The soup isn’t your typical ham and bean soup your grandma used to make. It calls for salsa, creole seasoning and even green chilis if you’re game, giving it a little kick.
The Pineapple Ham Spread is great served with crackers or snack rye bread for either a light lunch or afternoon snack.
CARIBBEAN HAM AND BEAN SOUP
1 tablespoon vegetable oil
1/3 cup chopped onions
1/3 cup sweet red and green peppers, chopped
2 (16-ounce) cans refried beans
1 (11-ounce) can white corn
1 1/2 cups frozen yellow corn, thawed
1 (4.5-ounce) can chopped green chiles (optional)
1/2 cup thick, chunky salsa (your choice of brand)
1 (14-ounce) can chicken broth
1 teaspoon creole seasoning
2 cups lean cooked ham, cut into 1/2-inch pieces
1 (2 1/4-ounce) can sliced ripe olives, drained
1/3 cup lime juice
6 tablespoons sour cream for garnish
6 lime slices (optional)
Heat oil in large saucepan or Dutch oven over medium heat until hot.
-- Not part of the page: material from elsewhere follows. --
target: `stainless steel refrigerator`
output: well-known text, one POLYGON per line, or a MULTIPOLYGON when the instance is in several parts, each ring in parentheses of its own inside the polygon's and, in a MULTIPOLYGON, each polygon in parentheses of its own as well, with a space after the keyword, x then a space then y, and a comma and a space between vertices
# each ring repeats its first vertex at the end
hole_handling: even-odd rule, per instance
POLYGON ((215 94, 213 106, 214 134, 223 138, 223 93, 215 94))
Add onions and peppers and cook and stir 3-4 minutes or until tender.
Add refried beans, corn, chiles (if used), salsa, broth and creole seasoning; mix well. Bring to a boil. Reduce heat to low and simmer 5 minutes, stirring occasionally.
Add ham, ripe olives and lime juice; mix well. Cook 3 to 4 minutes or until thoroughly heated, stirring occasionally.
Ladle soup into individual bowls. Top each serving with 1 tablespoon sour cream and lime slice. Serves 6.
PINEAPPLE HAM SPREAD
4 ounces cream cheese, softened
1 (8-ounce) can crushed pineapple, drained
1/2 cup ground, fully cooked ham
Crackers or snack rye bread
In a medium bowl, combine the cream cheese, pineapple and ham. Serve with crackers or tiny rye bread slices. Makes 1-1/3 cups.